Birkenhead Park boathouse.

Very well illustrated, the book somehow encapsulates the genius of British gardeners, and explores 60 of their greatest creations, arranged chronologically from the 16th to the 21st century. All the well-known names are here, of course, including Charles Bridgeman (1690-1738), Lancelot “Capability” Brown (1716-83), Ian Hamilton Finlay (1925-2006), William Sawrey Gilpin (1761/2-1843), Michael Derek Elworthy Jarman (1942-94), Gertrude Jekyll (1843-1932), Geoffrey Alan Jellicoe (1900-96), William Kent (c.1685-1748), John Claudius Loudon (1782-1843), Edward Milner (1819-84), Joseph Paxton (1803-65), Humphry Repton (1752-1818), Christopher Tunnard (1910-79), and several others. It is good that some cemeteries have been included, notably the Old Town (Stirling), and Abney Park (Stoke Newington, London), the planting of which (largely by George Loddiges [1786-1846]) was partly didactic in order to raise tone and educate the public, but it is perhaps odd that St James’s Cemetery at Highgate is only mentioned in passing, as its magical siting and planting can still enchant. And although the marvellous garden at Biddulph Grange (for which James Bateman [1811-97] and Edward William Cooke [1811-80] were responsible), there is no mention of another extremely important Staffordshire garden, that at Shugborough, with its early Greek Revival fabriques designed by none other than James “Athenian” Stuart (1713-88). 

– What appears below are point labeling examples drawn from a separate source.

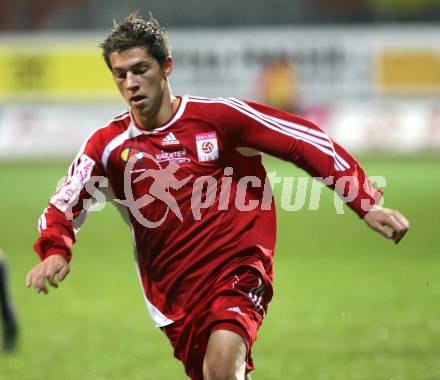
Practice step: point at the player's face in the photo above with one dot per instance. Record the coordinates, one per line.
(140, 79)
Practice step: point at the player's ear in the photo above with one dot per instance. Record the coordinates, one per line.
(168, 66)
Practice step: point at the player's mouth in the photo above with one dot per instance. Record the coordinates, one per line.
(137, 99)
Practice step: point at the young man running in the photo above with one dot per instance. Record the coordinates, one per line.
(201, 215)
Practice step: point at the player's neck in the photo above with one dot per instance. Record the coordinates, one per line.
(161, 115)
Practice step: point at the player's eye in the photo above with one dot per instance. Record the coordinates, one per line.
(120, 74)
(140, 70)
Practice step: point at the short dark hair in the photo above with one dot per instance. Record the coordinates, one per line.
(133, 32)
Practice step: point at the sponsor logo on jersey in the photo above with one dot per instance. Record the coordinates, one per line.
(207, 146)
(176, 157)
(235, 309)
(170, 139)
(132, 153)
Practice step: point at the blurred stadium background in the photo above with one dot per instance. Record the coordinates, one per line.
(349, 305)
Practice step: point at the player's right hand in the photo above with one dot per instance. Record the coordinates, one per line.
(52, 270)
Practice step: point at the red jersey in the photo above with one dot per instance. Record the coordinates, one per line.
(196, 205)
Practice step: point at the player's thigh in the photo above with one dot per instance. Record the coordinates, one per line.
(225, 356)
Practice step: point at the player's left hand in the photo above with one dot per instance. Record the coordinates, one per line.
(50, 270)
(390, 223)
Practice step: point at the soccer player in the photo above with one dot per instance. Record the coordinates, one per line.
(201, 215)
(6, 308)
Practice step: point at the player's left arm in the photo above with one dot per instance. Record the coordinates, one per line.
(301, 142)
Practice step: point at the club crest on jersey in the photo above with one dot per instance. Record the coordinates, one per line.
(207, 146)
(132, 153)
(170, 139)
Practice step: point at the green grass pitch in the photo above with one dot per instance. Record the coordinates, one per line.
(348, 305)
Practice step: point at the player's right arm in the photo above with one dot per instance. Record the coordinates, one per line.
(61, 220)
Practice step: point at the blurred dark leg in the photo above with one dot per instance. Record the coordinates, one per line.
(7, 311)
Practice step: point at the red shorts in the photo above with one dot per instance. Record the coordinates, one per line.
(238, 303)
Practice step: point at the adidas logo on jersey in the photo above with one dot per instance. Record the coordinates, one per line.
(170, 139)
(235, 310)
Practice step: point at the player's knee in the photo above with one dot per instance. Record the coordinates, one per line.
(219, 371)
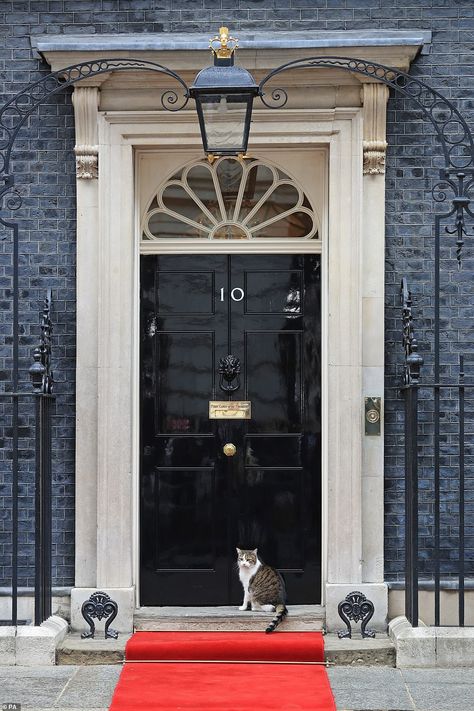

As Peter Hughes, Chairman of The Gardens Trust, writes in his Introduction to this volume, “the UK has the finest collection of historic parks, gardens and designed landscapes in the world, something of which we can be truly proud”. This admirable little book is a worthy introduction to a selection of such places, and the accompanying colour photographs are splendid, very well judged, and decently composed. The Gardens Trust and Batsford are to be congratulated.